Scraping hidden phone/email/website information

Hi,

Cannot scrape phone numbers from the site.

Selected Element Attribute, and from site's Elements preview, found the "phone-content" is storing full phone info but when selected, data output is still NULL.

Could you help me figuring out how to extract full numbers from the site as well emails and website urls?
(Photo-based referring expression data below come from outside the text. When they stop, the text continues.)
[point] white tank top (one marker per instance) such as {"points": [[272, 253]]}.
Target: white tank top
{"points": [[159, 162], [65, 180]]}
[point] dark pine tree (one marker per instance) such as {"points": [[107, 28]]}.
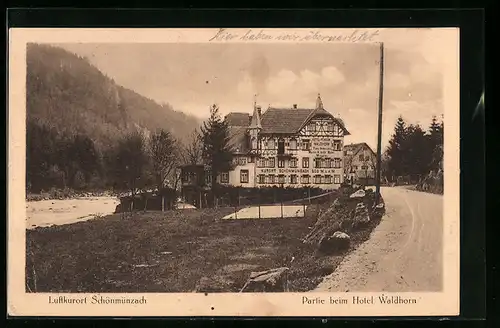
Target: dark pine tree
{"points": [[416, 154], [216, 149], [435, 143], [396, 164]]}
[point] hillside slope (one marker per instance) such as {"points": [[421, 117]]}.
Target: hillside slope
{"points": [[66, 92]]}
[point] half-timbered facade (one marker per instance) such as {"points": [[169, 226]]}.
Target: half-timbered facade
{"points": [[286, 147]]}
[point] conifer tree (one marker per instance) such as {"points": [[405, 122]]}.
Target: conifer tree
{"points": [[396, 162], [216, 149]]}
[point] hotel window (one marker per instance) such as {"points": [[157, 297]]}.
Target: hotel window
{"points": [[270, 144], [224, 177], [244, 176], [337, 145], [306, 145], [336, 129], [305, 162], [254, 143], [281, 147]]}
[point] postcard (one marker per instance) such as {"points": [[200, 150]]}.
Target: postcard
{"points": [[233, 172]]}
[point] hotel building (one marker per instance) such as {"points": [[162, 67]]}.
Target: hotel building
{"points": [[289, 147]]}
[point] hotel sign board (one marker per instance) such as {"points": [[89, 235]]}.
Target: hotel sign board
{"points": [[322, 146], [298, 171]]}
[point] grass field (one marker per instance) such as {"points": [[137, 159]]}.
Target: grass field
{"points": [[176, 251]]}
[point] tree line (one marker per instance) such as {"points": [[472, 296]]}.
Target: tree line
{"points": [[138, 160], [413, 151]]}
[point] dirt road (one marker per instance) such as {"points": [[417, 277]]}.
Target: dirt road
{"points": [[404, 252]]}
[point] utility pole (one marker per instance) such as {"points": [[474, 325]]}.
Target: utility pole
{"points": [[379, 140]]}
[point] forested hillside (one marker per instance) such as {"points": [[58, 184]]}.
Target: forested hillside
{"points": [[76, 114]]}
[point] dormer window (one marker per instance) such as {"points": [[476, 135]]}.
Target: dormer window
{"points": [[254, 143]]}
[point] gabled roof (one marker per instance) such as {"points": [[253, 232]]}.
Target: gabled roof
{"points": [[238, 139], [356, 148], [255, 123], [238, 119], [283, 120]]}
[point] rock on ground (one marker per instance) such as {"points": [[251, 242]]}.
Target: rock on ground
{"points": [[337, 242], [274, 280]]}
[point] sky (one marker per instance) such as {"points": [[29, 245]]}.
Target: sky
{"points": [[192, 76]]}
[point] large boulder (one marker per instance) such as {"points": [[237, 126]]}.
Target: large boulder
{"points": [[361, 216], [274, 280], [358, 194], [379, 210], [214, 284], [337, 242]]}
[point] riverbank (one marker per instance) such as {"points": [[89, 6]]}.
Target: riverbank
{"points": [[64, 194], [45, 213]]}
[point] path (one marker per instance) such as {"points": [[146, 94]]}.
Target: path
{"points": [[404, 253]]}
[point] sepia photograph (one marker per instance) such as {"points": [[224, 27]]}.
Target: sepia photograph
{"points": [[243, 162]]}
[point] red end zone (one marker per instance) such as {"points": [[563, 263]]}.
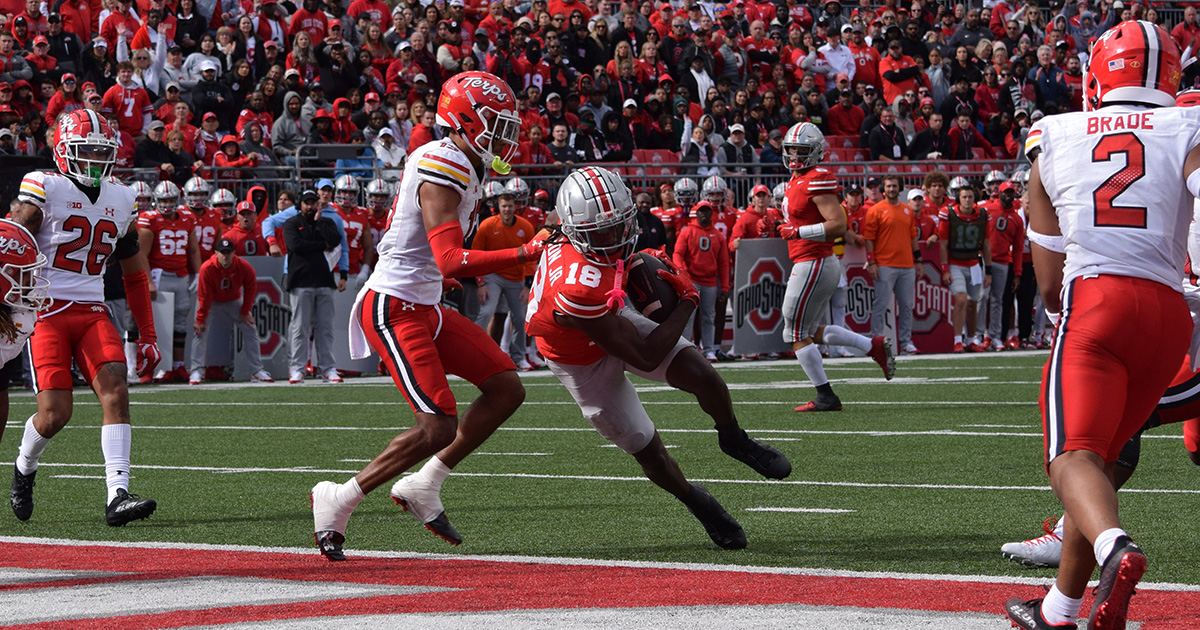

Url: https://www.pkt.pl/szukaj/geodezja/warszawa

Sitemap:

{"_id":"pkt_geodezja","startUrl":["Najlepszy geodeta w lokalizacji warszawa"],"selectors":[{"id":"name","type":"SelectorText","parentSelectors":["_root"],"selector":".company name • Geodezja • Geodeci • pkt.pl a","multiple":true,"regex":"","delay":0},{"id":"phone","type":"SelectorElementAttribute","parentSelectors":["_root"],"selector":"span.call-text","multiple":true,"extractAttribute":"phone-content","delay":0}]}

Hi @Uzhipius

I would suggest using an element selector with "multiple" option checked for each of the companies - div.box-content and set it as a "parent" for the name - .company-name a and phone(element attribute - div.call--phone a with attribute name - data-phone)

Sitemap example:

{"_id":"pkt_geodezja","startUrl":["https://www.pkt.pl/szukaj/geodezja/warszawa"],"selectors":[{"delay":0,"id":"name","multiple":false,"parentSelectors":["wrapper"],"regex":"","selector":".company-name a","type":"SelectorText"},{"delay":0,"extractAttribute":"data-phone","id":"phone","multiple":false,"parentSelectors":["wrapper"],"selector":"div.call--phone a","type":"SelectorElementAttribute"},{"delay":0,"id":"wrapper","multiple":true,"parentSelectors":["_root"],"selector":"div.box-content","type":"SelectorElement"}]}

Hope it helps! :crossed_fingers:t6:

1 Like

Why div.call--phone a and now div.call-cell a?

When a class has two elements ie (call-cell call--phone) does it matter which one you use?